The old Godzilla movies made by Japan's Toho studio between 1954 and 2004 were B-grade monster movies. They were cheesy and primitive, for the most part, but displayed the charm of inventive filmmakers who were trying to transcend the limitations of budget and technology by having a guy in a rubber lizard suit trample model cities to make the illusion work.
It's an attitude that Gareth Edwards — director of the new Hollywood reboot of Godzilla — should understand. Edwards made the intriguing indie science fiction film "Monsters" in 2010 for a mere $800,000, doing the special-effects work on a laptop. His new "Godzilla" cost more than 200 times that amount, yet has little to show for its budget. Godzilla still looks like a guy in a rubber suit — perhaps unavoidable due to the original anthropomorphic design of the monster — and the film takes forever to get what the punters paid for: battling monsters.
This "Godzilla" is 10 percent monsters, 90 percent bad acting.

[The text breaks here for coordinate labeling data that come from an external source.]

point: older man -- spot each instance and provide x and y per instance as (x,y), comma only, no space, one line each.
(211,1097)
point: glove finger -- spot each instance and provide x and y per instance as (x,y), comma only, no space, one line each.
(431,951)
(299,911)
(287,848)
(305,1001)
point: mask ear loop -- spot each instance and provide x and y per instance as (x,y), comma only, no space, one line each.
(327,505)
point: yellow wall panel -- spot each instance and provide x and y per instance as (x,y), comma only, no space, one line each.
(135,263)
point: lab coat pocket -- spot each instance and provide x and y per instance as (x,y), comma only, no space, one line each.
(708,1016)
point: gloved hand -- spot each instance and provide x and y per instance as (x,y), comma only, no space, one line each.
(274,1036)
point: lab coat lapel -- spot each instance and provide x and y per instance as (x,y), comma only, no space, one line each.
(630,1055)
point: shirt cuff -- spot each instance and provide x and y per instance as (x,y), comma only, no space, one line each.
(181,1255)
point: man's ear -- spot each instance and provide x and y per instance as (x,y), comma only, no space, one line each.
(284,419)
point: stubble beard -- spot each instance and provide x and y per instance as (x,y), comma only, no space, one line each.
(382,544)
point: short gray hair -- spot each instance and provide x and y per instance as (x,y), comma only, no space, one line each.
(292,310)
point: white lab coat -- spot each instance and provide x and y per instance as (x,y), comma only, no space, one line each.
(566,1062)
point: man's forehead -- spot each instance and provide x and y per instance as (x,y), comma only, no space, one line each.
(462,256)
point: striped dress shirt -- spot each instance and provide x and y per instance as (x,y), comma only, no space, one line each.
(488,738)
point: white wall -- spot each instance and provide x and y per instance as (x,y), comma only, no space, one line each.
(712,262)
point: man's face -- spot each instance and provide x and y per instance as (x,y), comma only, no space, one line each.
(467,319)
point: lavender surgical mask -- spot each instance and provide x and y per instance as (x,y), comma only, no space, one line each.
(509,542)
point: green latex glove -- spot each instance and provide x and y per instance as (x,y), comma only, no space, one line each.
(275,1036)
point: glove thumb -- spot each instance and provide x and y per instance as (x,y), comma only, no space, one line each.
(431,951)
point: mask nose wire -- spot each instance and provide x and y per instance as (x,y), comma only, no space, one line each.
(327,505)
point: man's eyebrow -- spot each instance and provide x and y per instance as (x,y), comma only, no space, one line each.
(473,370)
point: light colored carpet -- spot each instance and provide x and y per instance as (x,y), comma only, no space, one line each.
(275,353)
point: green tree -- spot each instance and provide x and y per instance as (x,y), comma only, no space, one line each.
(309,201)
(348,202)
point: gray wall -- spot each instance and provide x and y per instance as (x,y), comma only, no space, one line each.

The most monstrous thing might be seeing Bryan Cranston, in a role as poorly written as that of Raymond Burr's in the 1954 U.S. release of the original "Godzilla." Cranston plays a nuclear engineer investigating seismic activity near a Japanese nuclear reactor when a massive tremor hits, causing a meltdown. There's also a tsunami and radioactive no-go zone likely modeled on the Tohoku catastrophe, and this casual use of 3/11 imagery may seem in poor taste to some.